From the Guidelines
The Emergency Nursing Assessment (ENA) protocol for emergency department triage should prioritize patients with symptoms of acute coronary syndrome (ACS), such as chest pain, shortness of breath, or severe epigastric pain, for immediate assessment and referral for further evaluation, as outlined in the 2011 ACCF/AHA focused update incorporated into the ACC/AHA 2007 guidelines 1. The ENA protocol emphasizes the importance of quickly identifying patients with potential life-threatening conditions, such as ACS, to ensure prompt intervention and improve patient outcomes.
- Key symptoms that require immediate assessment by the triage nurse include:
- Chest pain, pressure, tightness, or heaviness; pain that radiates to neck, jaw, shoulders, back, or 1 or both arms
- Indigestion or “heartburn” nausea and/or vomiting associated with chest discomfort
- Persistent shortness of breath
- Weakness, dizziness, lightheadedness, loss of consciousness
- The triage nurse should also consider the patient's medical history, including previous coronary artery bypass graft surgery, percutaneous coronary intervention, coronary artery disease, angina, or myocardial infarction, as well as risk factors such as smoking, hyperlipidemia, hypertension, diabetes mellitus, family history, and cocaine or methamphetamine use 1.
- If these symptoms are present, the triage nurse should obtain a stat electrocardiogram (ECG) and initiate the ACS protocol, which may include immediate consultation with a cardiologist or other specialist 1. The ENA protocol is designed to prioritize patients with the most urgent needs, ensuring that those with life-threatening conditions receive prompt attention and care.
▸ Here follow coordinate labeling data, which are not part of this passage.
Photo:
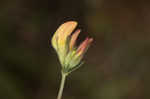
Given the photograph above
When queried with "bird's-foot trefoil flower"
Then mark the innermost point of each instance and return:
(70, 56)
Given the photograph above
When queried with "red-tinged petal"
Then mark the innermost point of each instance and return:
(74, 38)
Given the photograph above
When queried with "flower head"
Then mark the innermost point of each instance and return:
(65, 45)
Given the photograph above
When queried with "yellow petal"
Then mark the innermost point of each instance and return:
(60, 36)
(74, 38)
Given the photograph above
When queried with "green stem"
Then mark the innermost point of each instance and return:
(61, 86)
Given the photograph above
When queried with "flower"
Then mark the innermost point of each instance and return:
(65, 45)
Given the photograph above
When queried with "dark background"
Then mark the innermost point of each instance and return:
(116, 66)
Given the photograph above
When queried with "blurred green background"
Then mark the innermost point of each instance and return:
(117, 65)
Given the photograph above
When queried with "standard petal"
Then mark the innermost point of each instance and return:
(74, 38)
(84, 46)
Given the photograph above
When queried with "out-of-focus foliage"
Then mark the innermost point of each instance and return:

- By following this protocol, emergency department staff can efficiently manage resources, reduce morbidity and mortality, and improve patient outcomes 1.
From the Research
Emergency Nursing Assessment (ENA) Protocol
The Emergency Nursing Assessment (ENA) protocol for emergency department triage is not explicitly defined in the provided studies. However, the studies discuss various triage systems used in emergency departments, including:
- The Australasian Triage Scale (ATS)
- The Manchester Triage System (MTS)
- The Canadian Triage and Acuity Scale (CTAS)
- The Emergency Severity Index (ESI) 2 These systems facilitate the categorization of emergency patients according to their disease severity and determine both treatment priority and treatment location.
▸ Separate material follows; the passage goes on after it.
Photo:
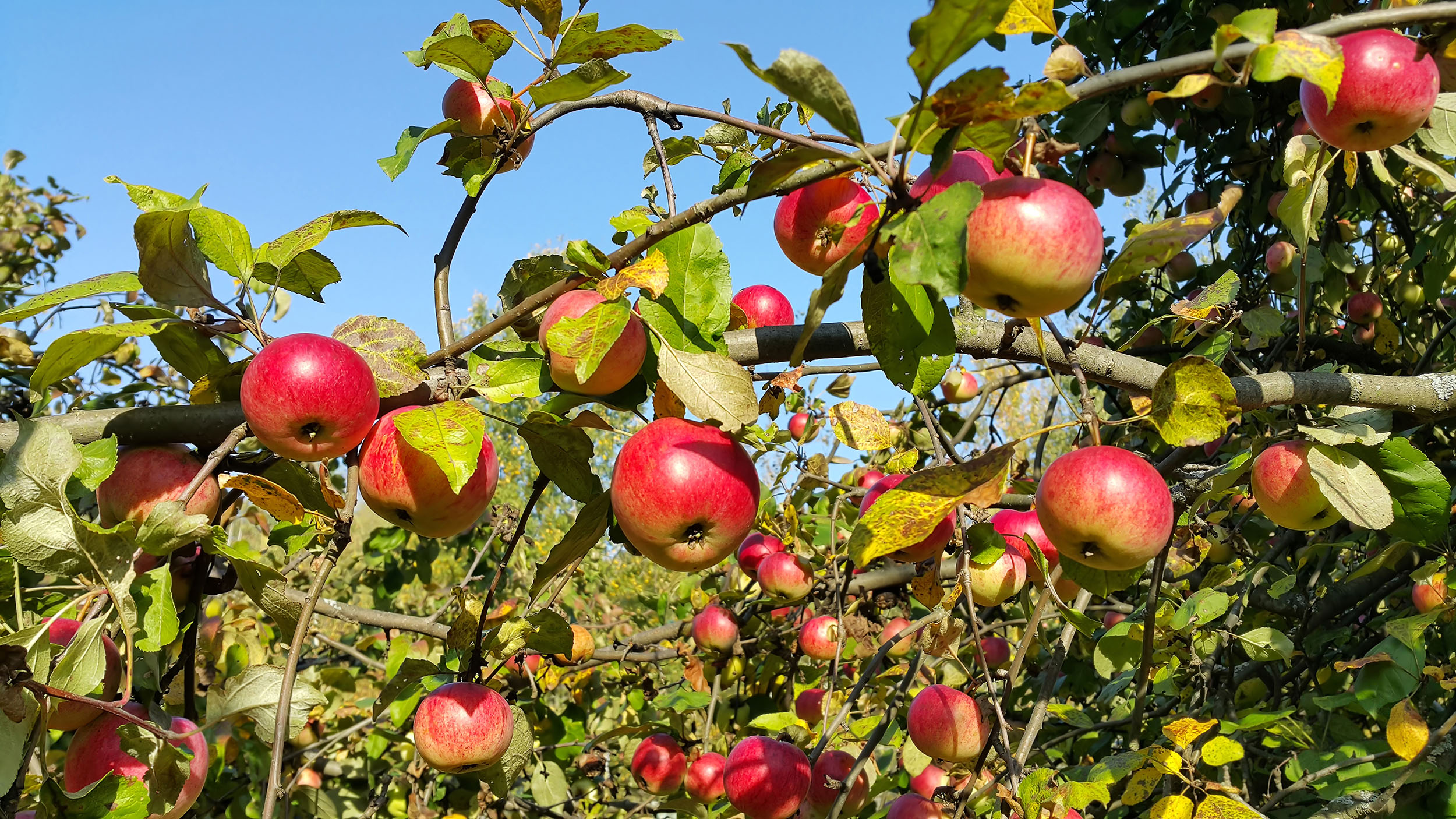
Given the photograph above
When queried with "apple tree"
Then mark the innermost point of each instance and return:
(1157, 527)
Triage Systems Used in Emergency Departments
The most commonly used triage system in the United States is the five-level Emergency Severity Index (ESI), used by 56.9% of responding hospitals 3. Other studies discuss the use of electronic triage systems, such as the Electronic Canadian Triage and Acuity Scale (E-CTAS), which categorizes patients into five levels to manage patient flow and prioritize patient access to health-care services 4.
Factors Influencing Triage System Usage
The use of triage systems can be influenced by various factors, including:
- Perceived ease of use
- Perceived usefulness
- Importance of training
- Social influence
- Behavior intention
- Attitude 4 Additionally, the use of triage systems can be affected by hospital policies, nurse experience, and length of shift 5.
Implementation of Standardized Triage Systems
Implementing a standardized triage system, including vital parameters and standardized algorithms for signs and symptoms, can increase the use of vital parameters and signs and symptoms for decision making and acuity assignment 6. However, the exact effect of standardized triage systems on the decision-making process remains unclear.